To pay all deposits within a period of three years from the date of maturity @ 30% during 1st
year, 30% during 2nd years and balance 40 % during 3rd year. The interest for pre and post
maturity period to be paid along with the last installment.
The interest will be at contracted rate up to the date of maturity and @ 12.5 % per annum after
the date of maturity of deposit.
The above scheme will be applicable to all depositors, whether over due or yet to mature, and
whether any application has been filed before the Company Law Board or not and the company
is bound to abide by the terms of this order.
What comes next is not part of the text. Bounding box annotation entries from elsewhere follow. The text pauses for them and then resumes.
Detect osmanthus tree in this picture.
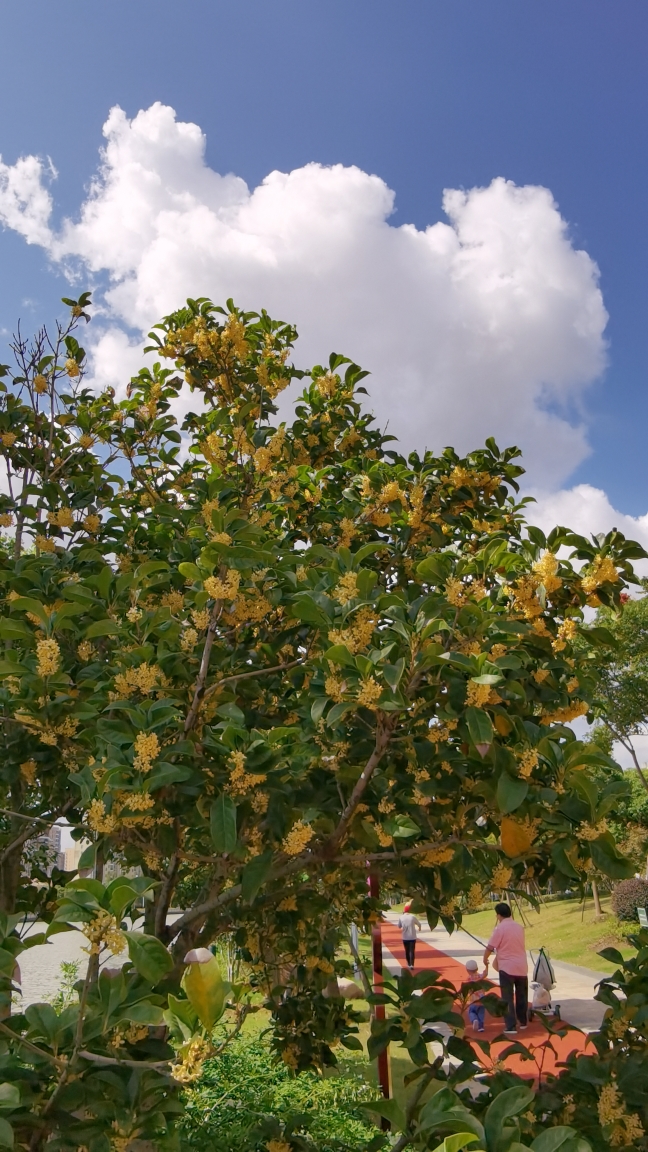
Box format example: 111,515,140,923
0,292,643,1152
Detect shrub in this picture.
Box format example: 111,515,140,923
181,1038,378,1152
612,879,648,920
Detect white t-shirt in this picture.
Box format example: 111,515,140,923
488,917,528,976
398,912,421,940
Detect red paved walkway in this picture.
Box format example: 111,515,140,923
383,920,588,1078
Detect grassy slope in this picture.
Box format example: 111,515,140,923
462,900,639,972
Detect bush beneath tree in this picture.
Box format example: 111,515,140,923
612,879,648,920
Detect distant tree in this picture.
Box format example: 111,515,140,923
590,582,648,793
0,301,645,1152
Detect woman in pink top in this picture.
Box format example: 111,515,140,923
484,904,529,1034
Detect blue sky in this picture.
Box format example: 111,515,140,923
0,0,648,529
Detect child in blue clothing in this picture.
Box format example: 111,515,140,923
466,960,485,1032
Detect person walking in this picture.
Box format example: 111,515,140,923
484,903,529,1036
398,903,421,971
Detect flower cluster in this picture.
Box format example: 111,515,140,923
36,639,61,676
133,732,160,772
81,909,126,956
281,820,315,856
204,568,241,600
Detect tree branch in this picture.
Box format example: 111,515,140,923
203,660,304,703
325,712,397,855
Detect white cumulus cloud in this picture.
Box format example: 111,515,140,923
0,104,606,487
528,484,648,576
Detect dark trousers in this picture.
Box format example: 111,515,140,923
499,972,529,1031
468,1005,485,1032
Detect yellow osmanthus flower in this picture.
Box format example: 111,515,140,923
490,861,513,892
191,608,210,632
419,846,454,867
540,700,589,723
533,552,563,593
21,760,36,785
83,511,101,536
133,732,160,772
376,824,393,848
445,576,466,608
88,799,116,832
36,639,61,676
204,568,241,600
333,573,359,604
519,748,537,780
577,820,608,840
466,884,484,911
581,556,619,593
466,680,490,708
324,675,346,704
180,628,198,652
201,432,227,464
81,909,126,956
114,662,168,699
161,591,184,615
357,676,383,712
171,1036,211,1084
281,820,315,856
551,619,578,652
338,516,357,548
597,1082,643,1147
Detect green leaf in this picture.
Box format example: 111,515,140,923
113,999,164,1026
10,596,50,624
435,1132,480,1152
310,696,329,723
0,1082,21,1108
532,1124,589,1152
589,832,634,880
497,772,529,813
210,793,236,852
0,620,33,641
324,644,355,668
466,707,492,757
326,700,353,728
241,852,272,904
85,620,119,641
0,660,29,677
484,1084,535,1150
178,561,203,581
182,956,226,1032
123,932,173,985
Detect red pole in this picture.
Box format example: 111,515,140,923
369,872,390,1110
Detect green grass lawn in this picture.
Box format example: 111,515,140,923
462,900,639,973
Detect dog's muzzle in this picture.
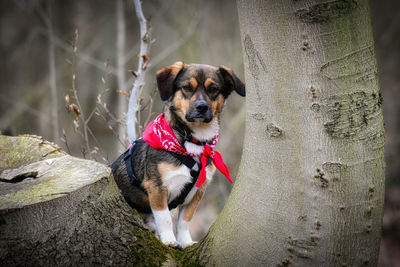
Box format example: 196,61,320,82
185,100,212,122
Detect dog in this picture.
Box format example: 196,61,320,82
111,61,245,249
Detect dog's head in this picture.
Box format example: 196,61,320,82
157,61,246,125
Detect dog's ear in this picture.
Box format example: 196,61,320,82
157,61,184,101
219,65,246,96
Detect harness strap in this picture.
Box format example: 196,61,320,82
124,139,144,190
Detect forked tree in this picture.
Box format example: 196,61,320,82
0,0,384,266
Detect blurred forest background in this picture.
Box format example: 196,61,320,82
0,0,400,266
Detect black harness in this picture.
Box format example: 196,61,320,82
124,138,211,210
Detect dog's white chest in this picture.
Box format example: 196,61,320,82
163,164,215,204
163,165,193,202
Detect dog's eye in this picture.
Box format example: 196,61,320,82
207,86,218,94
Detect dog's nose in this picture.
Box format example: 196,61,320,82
194,100,208,113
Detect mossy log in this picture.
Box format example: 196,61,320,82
0,136,200,266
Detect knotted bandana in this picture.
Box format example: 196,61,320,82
143,113,233,187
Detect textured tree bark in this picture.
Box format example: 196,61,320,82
200,0,384,266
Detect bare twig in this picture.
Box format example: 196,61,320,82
120,16,200,92
71,29,90,157
126,0,151,142
60,129,71,154
35,1,60,142
47,1,60,142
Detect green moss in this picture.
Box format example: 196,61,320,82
129,227,203,267
129,227,169,266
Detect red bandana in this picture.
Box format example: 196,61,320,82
143,113,233,187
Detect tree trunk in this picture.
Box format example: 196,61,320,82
201,0,384,266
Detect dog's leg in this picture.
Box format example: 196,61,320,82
143,182,179,247
176,185,205,248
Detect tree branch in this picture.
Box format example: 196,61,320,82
116,0,127,148
126,0,151,142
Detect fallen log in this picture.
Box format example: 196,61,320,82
0,136,168,266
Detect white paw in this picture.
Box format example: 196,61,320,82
163,241,183,250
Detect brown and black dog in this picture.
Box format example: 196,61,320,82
111,61,245,248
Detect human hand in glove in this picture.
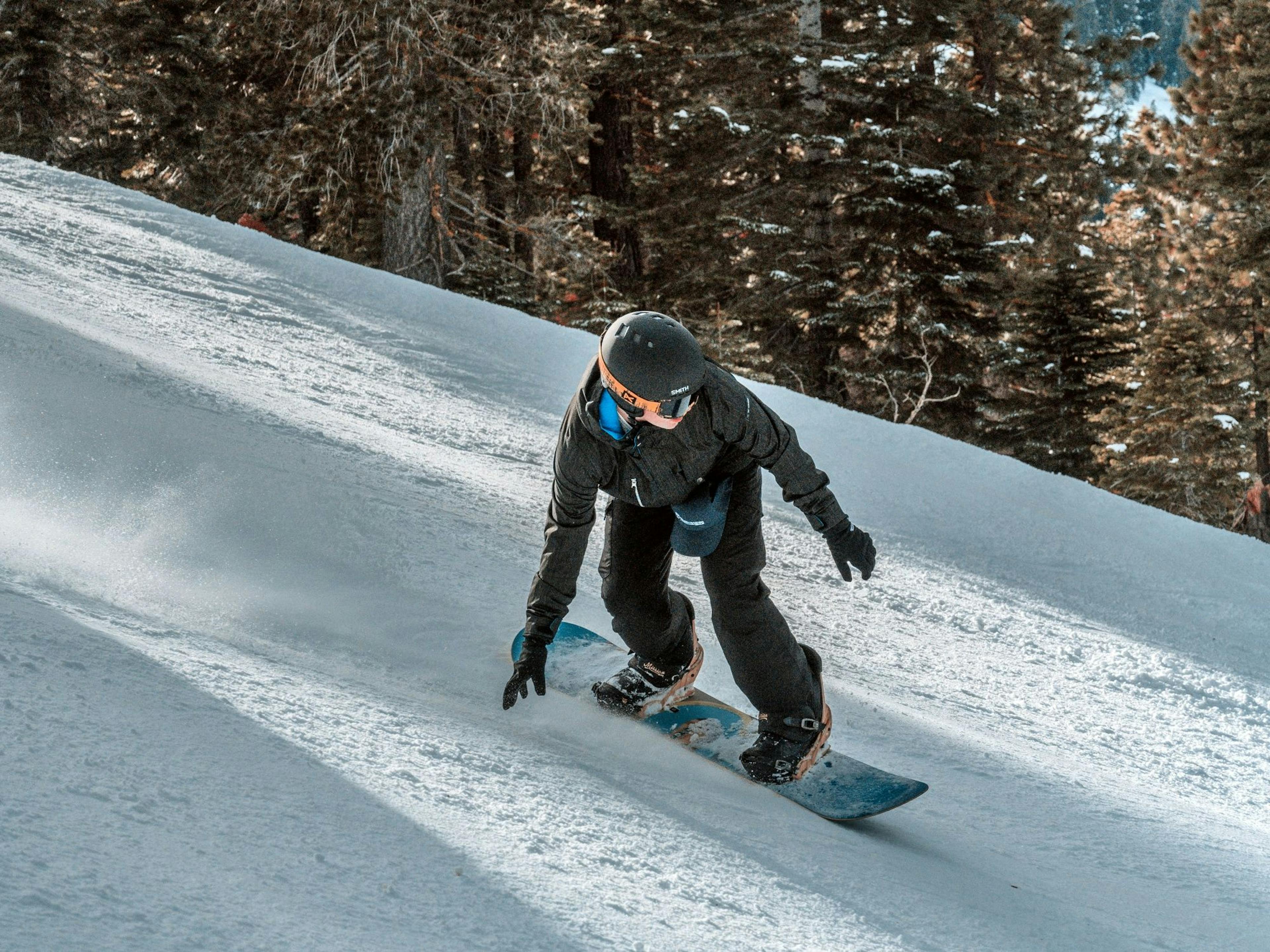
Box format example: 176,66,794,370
503,623,551,711
824,519,877,581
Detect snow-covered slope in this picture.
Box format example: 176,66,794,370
0,156,1270,949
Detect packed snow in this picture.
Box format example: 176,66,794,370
0,156,1270,949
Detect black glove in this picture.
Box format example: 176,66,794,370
503,626,551,711
824,519,877,581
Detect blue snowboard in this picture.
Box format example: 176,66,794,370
512,622,928,821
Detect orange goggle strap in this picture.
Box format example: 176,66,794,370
599,352,683,420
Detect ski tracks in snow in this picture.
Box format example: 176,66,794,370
15,586,904,952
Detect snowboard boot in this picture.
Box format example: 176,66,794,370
591,599,705,718
741,645,833,783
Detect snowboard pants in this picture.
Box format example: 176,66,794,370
599,464,821,718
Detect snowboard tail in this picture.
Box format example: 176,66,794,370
512,622,928,821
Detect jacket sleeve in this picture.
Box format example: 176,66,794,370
526,396,603,633
714,375,847,532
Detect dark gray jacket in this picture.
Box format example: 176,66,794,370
528,358,846,631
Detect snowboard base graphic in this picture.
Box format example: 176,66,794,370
512,622,928,821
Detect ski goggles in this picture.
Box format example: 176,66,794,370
599,354,696,420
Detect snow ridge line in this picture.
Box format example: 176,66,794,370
8,160,1270,848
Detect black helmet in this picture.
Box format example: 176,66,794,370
599,311,706,419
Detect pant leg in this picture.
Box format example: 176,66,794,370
701,466,821,718
599,499,691,660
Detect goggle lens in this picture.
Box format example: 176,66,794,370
656,393,692,420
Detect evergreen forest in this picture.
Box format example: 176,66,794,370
0,0,1270,541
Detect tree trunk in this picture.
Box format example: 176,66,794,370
382,143,464,288
512,117,535,270
587,0,644,287
1252,324,1270,484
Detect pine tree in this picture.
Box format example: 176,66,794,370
988,251,1128,480
1101,311,1247,526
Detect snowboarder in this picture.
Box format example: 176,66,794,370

13. The company will adhere to the following guidelines in implementing the scheme:1. While repaying the deposits as per the scheme above, all individual deposits will be treated as
Hsuch and shall not be clubbed if any depositor holds more than one deposit for the purpose of
arriving at the amount as fixed in the scheme.
1.The need of the depositors in hard ship case like medical requirements, old age, marriage etc.
shall be considered sympathetically by the company notwithstanding the aforesaid scheme. For
this purpose company shall keep separately a sum of Rs. 10.00 lakhs per quarter over and above
the payment is required to be made as per scheme indicated earlier.
2.The payment shall be made in the order of date of maturity i.e. deposits which have matured
earlier shall be paid before deposits maturing at a later date.
3.The repayment should be spread over all the months in each year.
4.Notwithstanding the aforesaid scheme, the company will be at liberty to make repayment of
deposits along with the interest thereon before the stipulated time, if funds are available.